BOSTON -- The difficulty buying Voice-over-IP (VoIP) for small and medium businesses (SMBs) in the U.S. hasn't dampened enthusiasm for the technology, nor has it compelled providers to get better connected with buyers in this lucrative market, according to new research from telecommunications consulting firm Savatar. While the SMB market is showing some growth – 17 percent of SMBs out of 560 companies surveyed have deployed VoIP versus 15 percent in Q1 2006 and 12 percent in Q3 2005– for those who haven't yet made the jump to VoIP, there is confusion about what solution to buy and from whom to buy it. Seventy percent of SMB decision makers are still unclear where to turn for the best VoIP options.

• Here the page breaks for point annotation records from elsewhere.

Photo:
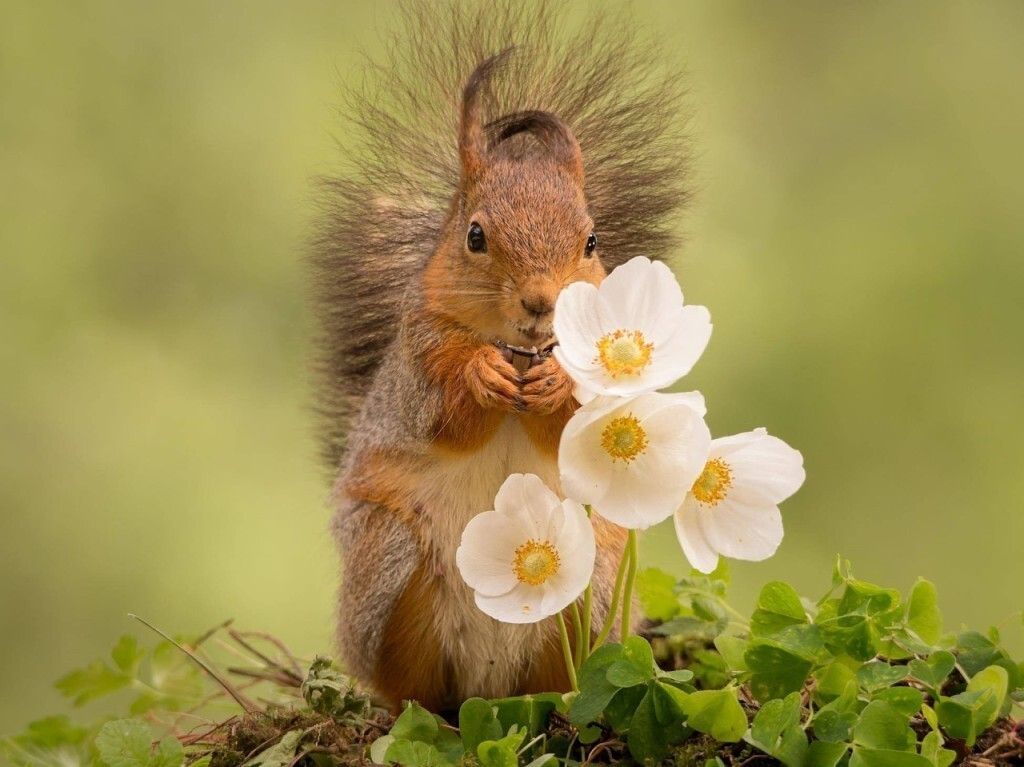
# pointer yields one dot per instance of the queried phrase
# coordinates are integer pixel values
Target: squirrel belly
(408, 623)
(500, 161)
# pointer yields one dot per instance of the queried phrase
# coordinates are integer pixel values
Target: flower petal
(742, 531)
(680, 344)
(640, 293)
(485, 554)
(521, 605)
(528, 499)
(765, 469)
(580, 453)
(691, 538)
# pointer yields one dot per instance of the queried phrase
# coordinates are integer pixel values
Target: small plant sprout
(634, 458)
(531, 556)
(632, 334)
(732, 508)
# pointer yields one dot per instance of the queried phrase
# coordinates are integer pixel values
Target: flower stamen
(624, 353)
(536, 561)
(624, 438)
(714, 482)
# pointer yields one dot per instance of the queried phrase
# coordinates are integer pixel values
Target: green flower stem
(583, 638)
(631, 578)
(616, 594)
(587, 619)
(567, 652)
(577, 634)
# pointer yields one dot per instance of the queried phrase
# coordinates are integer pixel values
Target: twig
(248, 706)
(295, 677)
(210, 632)
(296, 666)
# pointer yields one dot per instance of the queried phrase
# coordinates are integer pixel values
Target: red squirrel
(503, 161)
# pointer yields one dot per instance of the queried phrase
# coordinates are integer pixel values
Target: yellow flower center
(714, 482)
(624, 352)
(536, 561)
(624, 438)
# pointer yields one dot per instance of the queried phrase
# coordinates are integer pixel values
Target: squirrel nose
(538, 305)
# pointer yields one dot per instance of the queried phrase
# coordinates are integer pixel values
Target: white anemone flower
(633, 459)
(531, 556)
(630, 335)
(732, 508)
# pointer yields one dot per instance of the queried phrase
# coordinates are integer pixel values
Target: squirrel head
(518, 229)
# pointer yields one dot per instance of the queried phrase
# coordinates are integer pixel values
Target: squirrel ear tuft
(550, 130)
(472, 142)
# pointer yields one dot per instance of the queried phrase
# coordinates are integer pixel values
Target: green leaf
(415, 723)
(716, 713)
(732, 649)
(834, 679)
(325, 689)
(877, 675)
(834, 726)
(657, 594)
(95, 680)
(411, 754)
(848, 701)
(478, 722)
(635, 666)
(935, 670)
(931, 749)
(887, 758)
(994, 682)
(124, 742)
(968, 715)
(881, 726)
(170, 753)
(906, 700)
(710, 670)
(780, 665)
(528, 712)
(543, 760)
(709, 609)
(778, 606)
(856, 636)
(923, 611)
(379, 749)
(776, 731)
(669, 712)
(773, 719)
(677, 675)
(646, 739)
(595, 689)
(821, 754)
(281, 754)
(619, 714)
(976, 651)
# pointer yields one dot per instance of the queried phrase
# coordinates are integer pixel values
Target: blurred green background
(858, 236)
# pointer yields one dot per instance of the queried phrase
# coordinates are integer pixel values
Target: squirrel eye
(475, 240)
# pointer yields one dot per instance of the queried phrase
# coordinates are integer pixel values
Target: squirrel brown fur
(485, 125)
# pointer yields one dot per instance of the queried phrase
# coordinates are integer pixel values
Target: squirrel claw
(547, 387)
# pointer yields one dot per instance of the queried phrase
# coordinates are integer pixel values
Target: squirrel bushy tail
(381, 219)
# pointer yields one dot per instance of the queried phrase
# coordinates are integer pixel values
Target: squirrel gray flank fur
(501, 157)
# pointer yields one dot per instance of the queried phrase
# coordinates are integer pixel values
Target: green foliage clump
(859, 678)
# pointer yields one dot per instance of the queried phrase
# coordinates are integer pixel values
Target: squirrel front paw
(546, 387)
(493, 381)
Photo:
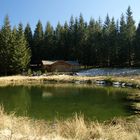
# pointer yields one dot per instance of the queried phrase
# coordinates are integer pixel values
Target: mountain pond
(62, 101)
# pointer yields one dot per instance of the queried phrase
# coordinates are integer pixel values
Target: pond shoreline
(117, 81)
(72, 128)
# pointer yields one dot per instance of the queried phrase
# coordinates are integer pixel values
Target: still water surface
(63, 101)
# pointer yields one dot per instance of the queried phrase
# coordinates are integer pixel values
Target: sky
(30, 11)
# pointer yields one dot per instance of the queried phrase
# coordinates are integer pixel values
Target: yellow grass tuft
(17, 128)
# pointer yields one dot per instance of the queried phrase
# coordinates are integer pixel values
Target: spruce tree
(48, 47)
(137, 47)
(21, 53)
(38, 42)
(130, 34)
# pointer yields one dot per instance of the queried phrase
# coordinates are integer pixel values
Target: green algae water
(51, 101)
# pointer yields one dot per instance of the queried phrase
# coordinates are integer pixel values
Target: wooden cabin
(60, 66)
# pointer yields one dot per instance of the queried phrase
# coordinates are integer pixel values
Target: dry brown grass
(21, 128)
(65, 79)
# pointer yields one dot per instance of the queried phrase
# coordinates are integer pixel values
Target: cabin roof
(47, 62)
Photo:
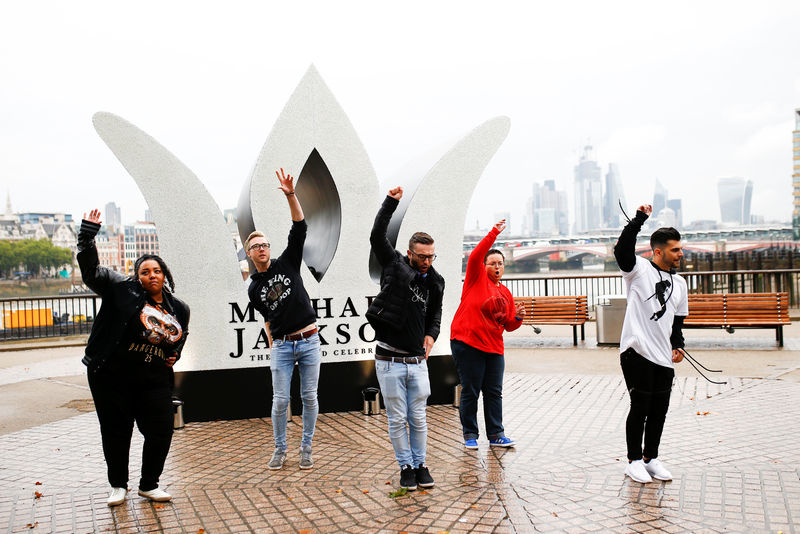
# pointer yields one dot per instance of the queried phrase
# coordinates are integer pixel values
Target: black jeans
(649, 386)
(479, 372)
(136, 392)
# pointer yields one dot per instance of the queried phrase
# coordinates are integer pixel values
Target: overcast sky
(686, 92)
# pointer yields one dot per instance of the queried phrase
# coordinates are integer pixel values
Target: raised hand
(94, 216)
(287, 182)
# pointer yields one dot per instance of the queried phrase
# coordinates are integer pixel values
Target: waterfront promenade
(732, 450)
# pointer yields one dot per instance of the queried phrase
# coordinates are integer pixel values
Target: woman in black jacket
(136, 338)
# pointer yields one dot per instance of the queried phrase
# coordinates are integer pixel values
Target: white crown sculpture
(340, 195)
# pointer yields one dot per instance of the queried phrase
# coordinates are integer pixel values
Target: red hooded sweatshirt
(486, 309)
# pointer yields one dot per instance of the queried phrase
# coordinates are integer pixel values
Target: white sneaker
(117, 496)
(157, 495)
(637, 471)
(657, 470)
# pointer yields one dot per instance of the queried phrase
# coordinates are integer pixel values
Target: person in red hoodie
(476, 340)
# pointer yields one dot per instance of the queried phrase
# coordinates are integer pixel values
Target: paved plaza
(732, 450)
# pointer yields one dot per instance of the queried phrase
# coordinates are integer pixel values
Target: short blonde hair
(250, 237)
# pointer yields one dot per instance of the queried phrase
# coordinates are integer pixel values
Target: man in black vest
(406, 316)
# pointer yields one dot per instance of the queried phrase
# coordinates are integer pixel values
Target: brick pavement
(735, 470)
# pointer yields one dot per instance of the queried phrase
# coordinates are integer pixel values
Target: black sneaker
(424, 478)
(408, 478)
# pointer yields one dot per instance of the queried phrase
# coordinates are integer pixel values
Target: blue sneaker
(502, 442)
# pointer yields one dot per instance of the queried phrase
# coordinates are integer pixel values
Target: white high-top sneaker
(657, 470)
(636, 470)
(117, 496)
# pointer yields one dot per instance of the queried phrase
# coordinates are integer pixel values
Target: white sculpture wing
(439, 207)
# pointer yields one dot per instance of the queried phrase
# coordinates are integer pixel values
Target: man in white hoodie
(652, 340)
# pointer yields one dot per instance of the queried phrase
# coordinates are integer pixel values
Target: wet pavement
(732, 450)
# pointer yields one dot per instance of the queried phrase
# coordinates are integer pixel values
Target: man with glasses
(651, 341)
(277, 292)
(406, 316)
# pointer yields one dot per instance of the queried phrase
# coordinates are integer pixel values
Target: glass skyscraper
(796, 175)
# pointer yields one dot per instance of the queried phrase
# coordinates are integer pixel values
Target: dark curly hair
(167, 274)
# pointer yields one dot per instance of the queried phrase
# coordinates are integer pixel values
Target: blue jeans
(283, 357)
(405, 388)
(479, 372)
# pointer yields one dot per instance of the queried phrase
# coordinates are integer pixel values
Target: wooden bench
(569, 310)
(740, 310)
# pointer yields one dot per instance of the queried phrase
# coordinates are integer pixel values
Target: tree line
(31, 255)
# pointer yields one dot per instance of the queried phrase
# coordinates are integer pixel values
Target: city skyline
(707, 91)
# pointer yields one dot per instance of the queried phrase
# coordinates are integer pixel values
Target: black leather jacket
(391, 305)
(123, 299)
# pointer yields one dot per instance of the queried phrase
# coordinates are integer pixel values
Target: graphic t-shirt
(655, 297)
(278, 293)
(152, 336)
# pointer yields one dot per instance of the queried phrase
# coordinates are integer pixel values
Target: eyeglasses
(424, 257)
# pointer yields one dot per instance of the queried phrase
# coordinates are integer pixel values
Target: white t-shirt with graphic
(654, 299)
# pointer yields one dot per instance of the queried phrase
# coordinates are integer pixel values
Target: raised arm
(475, 260)
(287, 186)
(625, 249)
(299, 230)
(381, 246)
(96, 277)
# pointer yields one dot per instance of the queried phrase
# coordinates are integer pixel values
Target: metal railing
(595, 286)
(39, 317)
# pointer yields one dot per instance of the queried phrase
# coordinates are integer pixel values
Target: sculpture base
(247, 393)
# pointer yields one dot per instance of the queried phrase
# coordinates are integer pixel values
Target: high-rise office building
(614, 195)
(676, 206)
(547, 210)
(660, 196)
(588, 193)
(113, 217)
(796, 175)
(735, 194)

"Providers are still not generating demand for VoIP with SMBs,” said John Macario, president of Savatar. "Providers have a 'wait and see' attitude coupled with a quote process that takes more than a month, and that's not helping them capture the market. SMBs need to be educated about the benefits of VoIP; they'll buy from the provider that can help them make the decision on products that are economically advantageous for the SMB's business.”

Macario continued, "The good news is once SMBs are converted, they tend to be highly satisfied with VoIP, would recommend it to their peers, and are interested in buying complementary services, such as wireless.”